(HealthDay News) — Accumulation of telomeric allelic imbalance is indicative of defective DNA repair and predicts sensitivity to cisplatin treatment in some patients with breast and ovarian cancers, according to a study published online March 22 in Cancer Discovery.
Nicolai J. Birkbak, Ph.D., from the Technical University of Denmark in Lyngby, and colleagues examined whether there was an association between cisplatin sensitivity and genomic signatures indicative of defective DNA repair in cancer cell lines and tumors.
The researchers found that the number of regions with allelic imbalance extending to the telomere (NtAI) was associated with cisplatin sensitivity in vitro; and in patients with triple-negative breast cancer, NtAI predicted the pathological response to preoperative cisplatin treatment.

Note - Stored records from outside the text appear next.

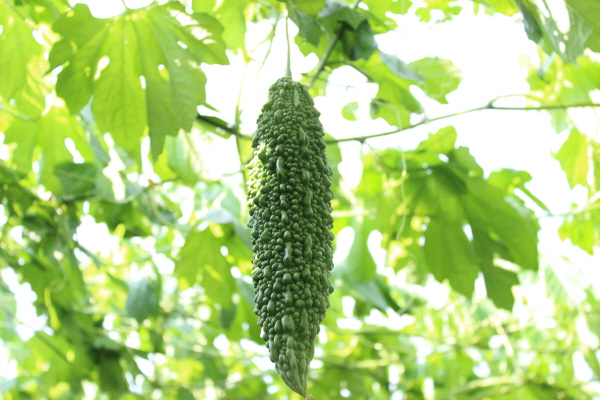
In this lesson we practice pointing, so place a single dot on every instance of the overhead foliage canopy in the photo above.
(135, 253)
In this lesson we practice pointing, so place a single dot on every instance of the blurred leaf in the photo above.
(424, 12)
(447, 245)
(440, 142)
(440, 77)
(498, 281)
(184, 158)
(340, 12)
(22, 63)
(510, 222)
(359, 43)
(76, 179)
(349, 111)
(110, 371)
(311, 7)
(184, 394)
(200, 259)
(49, 134)
(589, 12)
(573, 157)
(230, 14)
(582, 229)
(308, 27)
(142, 301)
(400, 68)
(359, 266)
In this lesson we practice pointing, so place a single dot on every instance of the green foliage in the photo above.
(125, 256)
(290, 216)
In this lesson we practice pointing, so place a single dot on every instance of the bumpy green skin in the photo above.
(290, 215)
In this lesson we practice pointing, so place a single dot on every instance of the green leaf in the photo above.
(514, 225)
(498, 281)
(506, 7)
(424, 12)
(573, 158)
(111, 374)
(394, 102)
(381, 8)
(152, 78)
(349, 111)
(529, 11)
(229, 13)
(441, 142)
(200, 259)
(184, 394)
(359, 43)
(22, 64)
(582, 229)
(49, 134)
(308, 27)
(310, 7)
(359, 266)
(184, 158)
(76, 179)
(142, 301)
(400, 68)
(341, 12)
(449, 255)
(588, 11)
(440, 77)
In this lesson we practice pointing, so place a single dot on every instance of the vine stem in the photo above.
(488, 106)
(323, 61)
(288, 70)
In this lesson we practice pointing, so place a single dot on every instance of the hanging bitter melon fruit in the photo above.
(289, 198)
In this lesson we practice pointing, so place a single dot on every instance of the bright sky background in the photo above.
(494, 55)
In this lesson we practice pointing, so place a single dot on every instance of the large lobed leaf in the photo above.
(140, 69)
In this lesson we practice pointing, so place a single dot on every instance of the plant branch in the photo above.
(223, 127)
(488, 106)
(323, 61)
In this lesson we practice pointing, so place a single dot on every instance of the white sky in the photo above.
(493, 54)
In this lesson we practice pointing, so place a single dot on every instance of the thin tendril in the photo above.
(288, 71)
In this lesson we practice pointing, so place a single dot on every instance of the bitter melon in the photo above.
(289, 198)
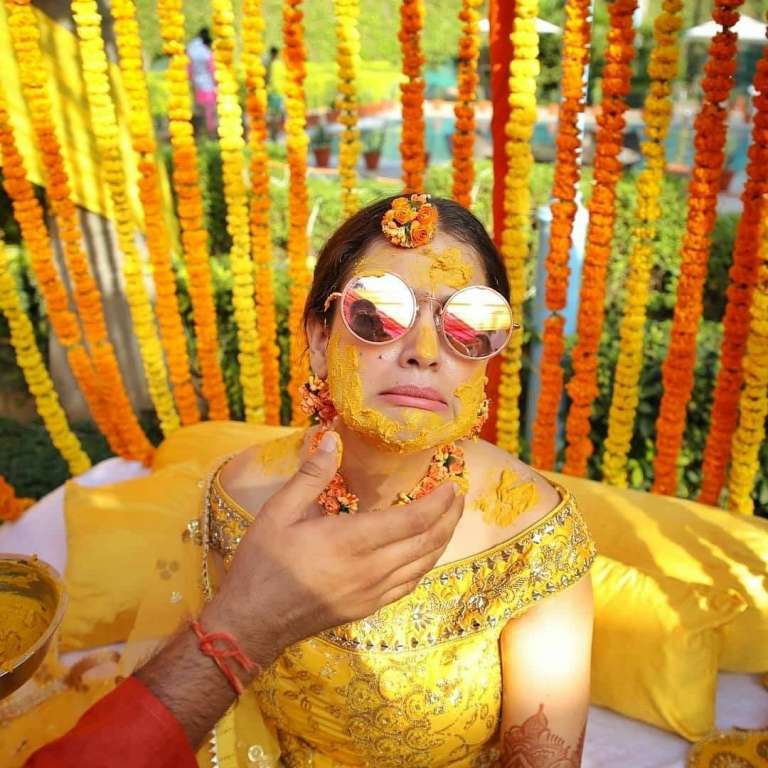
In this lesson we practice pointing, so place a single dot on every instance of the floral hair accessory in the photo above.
(410, 221)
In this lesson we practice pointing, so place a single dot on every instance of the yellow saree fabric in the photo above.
(418, 683)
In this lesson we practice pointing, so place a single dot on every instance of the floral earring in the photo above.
(316, 400)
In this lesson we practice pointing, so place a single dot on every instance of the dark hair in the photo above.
(346, 245)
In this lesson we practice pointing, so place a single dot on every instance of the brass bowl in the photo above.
(32, 605)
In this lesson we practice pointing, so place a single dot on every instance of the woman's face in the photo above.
(416, 392)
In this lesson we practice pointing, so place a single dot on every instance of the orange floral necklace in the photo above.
(447, 463)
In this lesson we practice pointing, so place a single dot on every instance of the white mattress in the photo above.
(612, 739)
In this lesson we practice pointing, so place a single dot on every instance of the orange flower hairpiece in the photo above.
(410, 222)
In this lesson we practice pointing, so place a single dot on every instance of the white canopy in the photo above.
(542, 27)
(748, 29)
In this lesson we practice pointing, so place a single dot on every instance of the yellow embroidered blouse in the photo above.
(417, 683)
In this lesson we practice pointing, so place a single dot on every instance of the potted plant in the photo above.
(320, 141)
(373, 142)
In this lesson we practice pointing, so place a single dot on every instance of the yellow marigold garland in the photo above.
(36, 375)
(348, 60)
(186, 183)
(523, 69)
(261, 242)
(297, 141)
(232, 146)
(463, 138)
(25, 38)
(582, 386)
(95, 68)
(576, 37)
(134, 80)
(753, 403)
(412, 96)
(29, 214)
(711, 127)
(657, 114)
(743, 272)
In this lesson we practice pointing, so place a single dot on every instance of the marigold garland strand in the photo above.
(186, 184)
(232, 146)
(576, 38)
(710, 135)
(412, 151)
(296, 141)
(25, 37)
(743, 273)
(657, 114)
(158, 238)
(582, 387)
(463, 138)
(261, 242)
(348, 60)
(29, 214)
(523, 69)
(753, 402)
(36, 375)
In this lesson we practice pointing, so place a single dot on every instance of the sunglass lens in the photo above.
(477, 322)
(378, 308)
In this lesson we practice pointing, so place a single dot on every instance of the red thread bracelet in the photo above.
(219, 655)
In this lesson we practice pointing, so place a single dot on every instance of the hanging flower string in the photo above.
(186, 183)
(25, 37)
(710, 128)
(412, 95)
(39, 383)
(523, 69)
(139, 120)
(296, 148)
(576, 37)
(29, 215)
(232, 146)
(261, 242)
(753, 402)
(657, 114)
(348, 60)
(582, 387)
(743, 273)
(463, 138)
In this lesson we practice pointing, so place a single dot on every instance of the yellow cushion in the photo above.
(655, 646)
(691, 542)
(118, 537)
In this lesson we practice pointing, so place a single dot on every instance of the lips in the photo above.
(408, 395)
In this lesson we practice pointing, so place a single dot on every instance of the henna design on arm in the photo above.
(533, 745)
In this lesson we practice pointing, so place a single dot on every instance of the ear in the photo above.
(317, 339)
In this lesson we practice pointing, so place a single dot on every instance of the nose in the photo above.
(421, 345)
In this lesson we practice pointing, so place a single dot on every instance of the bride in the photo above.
(487, 662)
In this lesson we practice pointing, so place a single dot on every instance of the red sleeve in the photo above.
(130, 728)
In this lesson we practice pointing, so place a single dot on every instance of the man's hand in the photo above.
(296, 573)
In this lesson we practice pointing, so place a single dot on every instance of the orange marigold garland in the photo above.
(743, 273)
(412, 95)
(97, 87)
(261, 242)
(158, 238)
(186, 183)
(348, 60)
(657, 114)
(297, 141)
(576, 37)
(463, 138)
(29, 214)
(582, 387)
(753, 402)
(710, 128)
(232, 146)
(25, 38)
(523, 69)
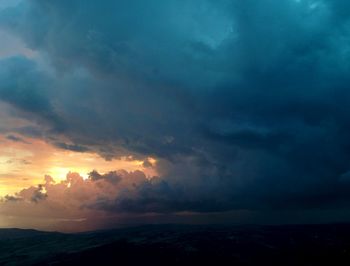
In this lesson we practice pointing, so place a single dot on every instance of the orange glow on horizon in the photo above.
(25, 163)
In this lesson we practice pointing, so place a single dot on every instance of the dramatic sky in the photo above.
(205, 111)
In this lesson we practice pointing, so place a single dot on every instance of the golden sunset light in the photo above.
(26, 161)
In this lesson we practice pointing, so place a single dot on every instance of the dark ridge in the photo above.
(327, 244)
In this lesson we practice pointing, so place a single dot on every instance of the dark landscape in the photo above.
(181, 245)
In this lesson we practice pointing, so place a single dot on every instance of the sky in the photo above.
(124, 112)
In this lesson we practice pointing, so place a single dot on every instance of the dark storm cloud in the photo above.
(244, 103)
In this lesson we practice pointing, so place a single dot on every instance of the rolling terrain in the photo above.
(181, 245)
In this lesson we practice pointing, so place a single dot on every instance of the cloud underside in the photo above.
(243, 103)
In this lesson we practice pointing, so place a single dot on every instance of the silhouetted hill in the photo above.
(184, 245)
(19, 233)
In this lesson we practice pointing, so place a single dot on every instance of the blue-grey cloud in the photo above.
(244, 103)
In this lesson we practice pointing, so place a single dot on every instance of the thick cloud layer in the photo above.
(244, 103)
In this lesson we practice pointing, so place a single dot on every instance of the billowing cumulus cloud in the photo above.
(244, 104)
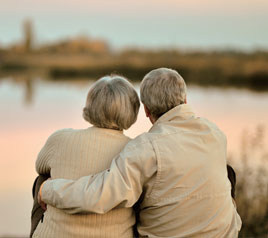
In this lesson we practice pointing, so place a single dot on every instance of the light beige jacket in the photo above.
(71, 154)
(177, 169)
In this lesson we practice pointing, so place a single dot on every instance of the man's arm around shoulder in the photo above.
(119, 186)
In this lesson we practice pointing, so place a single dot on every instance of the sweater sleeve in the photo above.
(119, 186)
(43, 162)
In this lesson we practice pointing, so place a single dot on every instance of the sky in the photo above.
(205, 24)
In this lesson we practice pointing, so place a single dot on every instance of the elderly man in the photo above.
(177, 171)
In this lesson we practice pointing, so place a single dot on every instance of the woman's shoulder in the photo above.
(60, 133)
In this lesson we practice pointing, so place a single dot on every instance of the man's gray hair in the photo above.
(112, 102)
(161, 90)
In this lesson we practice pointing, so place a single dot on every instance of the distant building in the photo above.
(28, 35)
(81, 44)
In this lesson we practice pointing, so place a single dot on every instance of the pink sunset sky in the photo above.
(151, 23)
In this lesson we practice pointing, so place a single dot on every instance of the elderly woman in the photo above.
(112, 105)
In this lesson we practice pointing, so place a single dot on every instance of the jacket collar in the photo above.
(180, 112)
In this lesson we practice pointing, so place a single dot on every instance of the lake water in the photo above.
(30, 110)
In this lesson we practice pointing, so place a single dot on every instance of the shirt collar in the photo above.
(180, 112)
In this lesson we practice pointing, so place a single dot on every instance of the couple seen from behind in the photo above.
(171, 181)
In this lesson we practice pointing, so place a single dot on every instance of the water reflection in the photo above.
(31, 109)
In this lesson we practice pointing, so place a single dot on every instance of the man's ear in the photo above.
(147, 112)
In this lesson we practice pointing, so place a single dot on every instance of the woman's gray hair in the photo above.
(161, 90)
(112, 102)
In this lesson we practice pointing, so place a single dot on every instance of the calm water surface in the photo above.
(30, 110)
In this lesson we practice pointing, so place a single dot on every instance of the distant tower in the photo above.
(28, 35)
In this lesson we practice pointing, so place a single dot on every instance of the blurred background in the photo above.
(52, 51)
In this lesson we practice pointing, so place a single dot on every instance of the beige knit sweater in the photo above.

Higher levels of NtAI predicted a better initial response in patients with serous ovarian cancer. In sporadic triple-negative breast cancer and serous ovarian cancers without BRCA1 or BRCA2 mutations, there was an inverse association between BRCA1 expression and NtAI.
“Thus, accumulation of telomeric allelic imbalance is a marker of platinum sensitivity and suggests impaired DNA repair,” Birkbak and colleagues conclude.
Several authors disclosed a pending patent application based on this work; scientists from Affymetrix Inc. performed tumor genotyping under a research agreement with the company.